La derecha patriota de esta nación lleva desde la instauración de la democracia pagando un precio que ni le corresponde ni debe asumir como propio. Los cuarenta años de dictadura franquista en España no son justificación para que ningún socialista o comunista de medio pelo entienda que tiene una especie de superioridad moral que le permite reírse de los ataques hacia los demás mientras eleva la alerta antidemocrática cuando alguien osa a decirles algo que consideran mínimamente ofensivo.

Esta semana han ocurrido actos deleznables que nadie duda en condenar. Ningún ciudadano tiene derecho a amedrentar a sus representantes públicos ni con amenazas expresas, ni con balas, ni con navajas, ni con pedradas ni con escarches. Ni nadie lo duda ni nadie debería dudarlo.

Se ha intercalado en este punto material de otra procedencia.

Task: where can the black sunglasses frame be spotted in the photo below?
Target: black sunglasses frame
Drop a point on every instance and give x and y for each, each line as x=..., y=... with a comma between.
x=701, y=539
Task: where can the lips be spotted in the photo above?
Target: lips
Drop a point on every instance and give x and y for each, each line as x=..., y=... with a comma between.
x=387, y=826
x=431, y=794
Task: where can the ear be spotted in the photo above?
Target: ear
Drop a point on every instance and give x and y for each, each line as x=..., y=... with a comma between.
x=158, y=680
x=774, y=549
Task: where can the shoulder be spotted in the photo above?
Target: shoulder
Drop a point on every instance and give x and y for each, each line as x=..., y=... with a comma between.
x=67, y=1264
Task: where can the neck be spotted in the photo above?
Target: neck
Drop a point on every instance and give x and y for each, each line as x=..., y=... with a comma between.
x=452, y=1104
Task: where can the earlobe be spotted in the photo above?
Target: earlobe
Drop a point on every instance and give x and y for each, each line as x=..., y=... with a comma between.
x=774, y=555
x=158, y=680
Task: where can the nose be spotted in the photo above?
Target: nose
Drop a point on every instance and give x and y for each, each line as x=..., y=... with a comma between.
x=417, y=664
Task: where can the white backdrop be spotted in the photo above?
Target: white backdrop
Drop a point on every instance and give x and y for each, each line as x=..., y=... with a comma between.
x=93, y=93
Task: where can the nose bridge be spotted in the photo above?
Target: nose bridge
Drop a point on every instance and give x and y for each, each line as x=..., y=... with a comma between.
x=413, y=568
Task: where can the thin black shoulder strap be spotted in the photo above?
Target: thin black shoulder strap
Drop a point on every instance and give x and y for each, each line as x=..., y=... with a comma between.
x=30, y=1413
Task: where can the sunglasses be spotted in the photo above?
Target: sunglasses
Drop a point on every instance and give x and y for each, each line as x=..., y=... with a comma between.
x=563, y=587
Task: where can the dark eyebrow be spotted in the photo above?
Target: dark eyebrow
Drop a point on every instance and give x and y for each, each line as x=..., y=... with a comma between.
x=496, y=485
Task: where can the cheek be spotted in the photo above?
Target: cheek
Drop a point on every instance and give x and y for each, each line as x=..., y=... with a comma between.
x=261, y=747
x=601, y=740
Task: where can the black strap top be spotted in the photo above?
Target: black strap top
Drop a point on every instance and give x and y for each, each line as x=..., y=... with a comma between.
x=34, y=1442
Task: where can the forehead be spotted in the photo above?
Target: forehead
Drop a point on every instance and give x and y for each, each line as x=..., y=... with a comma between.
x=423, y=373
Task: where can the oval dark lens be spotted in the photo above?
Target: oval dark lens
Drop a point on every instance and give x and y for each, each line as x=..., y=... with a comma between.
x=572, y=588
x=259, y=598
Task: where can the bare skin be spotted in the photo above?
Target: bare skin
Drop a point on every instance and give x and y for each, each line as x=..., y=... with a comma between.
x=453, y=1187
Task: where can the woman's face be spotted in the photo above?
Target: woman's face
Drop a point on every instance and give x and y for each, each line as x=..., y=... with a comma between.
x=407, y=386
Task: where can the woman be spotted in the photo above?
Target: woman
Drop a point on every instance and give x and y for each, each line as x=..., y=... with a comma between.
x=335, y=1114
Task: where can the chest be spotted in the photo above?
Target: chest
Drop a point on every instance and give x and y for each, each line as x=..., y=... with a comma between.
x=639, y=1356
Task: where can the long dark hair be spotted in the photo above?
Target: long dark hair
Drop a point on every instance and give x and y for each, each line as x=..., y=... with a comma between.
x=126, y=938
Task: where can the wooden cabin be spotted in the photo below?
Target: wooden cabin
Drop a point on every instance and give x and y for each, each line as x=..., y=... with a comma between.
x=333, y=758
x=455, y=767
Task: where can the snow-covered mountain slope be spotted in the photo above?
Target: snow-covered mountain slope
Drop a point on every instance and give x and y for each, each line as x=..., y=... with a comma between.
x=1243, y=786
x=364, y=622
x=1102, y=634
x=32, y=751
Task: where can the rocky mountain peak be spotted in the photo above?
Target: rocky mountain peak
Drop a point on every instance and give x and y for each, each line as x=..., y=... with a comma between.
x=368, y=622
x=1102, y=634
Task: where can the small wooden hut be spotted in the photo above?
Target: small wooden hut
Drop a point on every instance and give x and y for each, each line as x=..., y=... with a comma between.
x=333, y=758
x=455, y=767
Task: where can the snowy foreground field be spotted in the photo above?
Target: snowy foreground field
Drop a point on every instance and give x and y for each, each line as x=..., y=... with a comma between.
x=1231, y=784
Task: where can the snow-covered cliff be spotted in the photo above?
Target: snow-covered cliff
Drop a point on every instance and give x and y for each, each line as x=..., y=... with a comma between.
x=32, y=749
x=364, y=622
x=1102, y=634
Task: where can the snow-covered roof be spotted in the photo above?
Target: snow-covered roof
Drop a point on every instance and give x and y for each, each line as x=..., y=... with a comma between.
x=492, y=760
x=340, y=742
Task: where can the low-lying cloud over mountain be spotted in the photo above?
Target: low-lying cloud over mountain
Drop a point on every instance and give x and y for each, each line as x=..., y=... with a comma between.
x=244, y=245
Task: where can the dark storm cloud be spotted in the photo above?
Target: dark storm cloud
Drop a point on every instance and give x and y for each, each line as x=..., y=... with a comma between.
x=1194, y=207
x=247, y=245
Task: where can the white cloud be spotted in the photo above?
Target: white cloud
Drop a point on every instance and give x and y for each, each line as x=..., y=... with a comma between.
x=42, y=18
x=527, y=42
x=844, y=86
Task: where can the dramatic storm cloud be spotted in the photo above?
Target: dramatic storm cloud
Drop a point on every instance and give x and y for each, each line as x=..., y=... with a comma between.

Lo que desde luego es inadmisible es que tengamos que tragarnos la monserga repulsiva de los Echeniques de turno, que cuando parten la cara a una diputada de la oposición dice que la herida es ketchup, mientras que cuando el ataque se produce a un compañero suyo resulta que los españoles y las derechas estamos llevando a España a una polarización que va a acabar en una Guerra Civil provocada por los fascistas a los que ellos intentan frenar.

Esta falsa superioridad moral y estas lecciones de democracia de unos aspirantes a delincuentes tienen que parar. Tenemos que pararla. Si la España de hoy es un lugar más terrible que hace die años es única y exclusivamente porque ellos, los que venían a luchar contra las injusticias, están haciendo de nuestro país un sitio inhóspito en el que sólo caben ellos y sobramos los demás.

Nuestras pedradas son tan pedradas como las suyas. Si las nuestras no importan, ya basta de crear un drama por las suyas. Es hora de dejar de estar de rodillas ante los que sólo quieren denigrarnos. Somos mejores que eso. Mejores que ellos.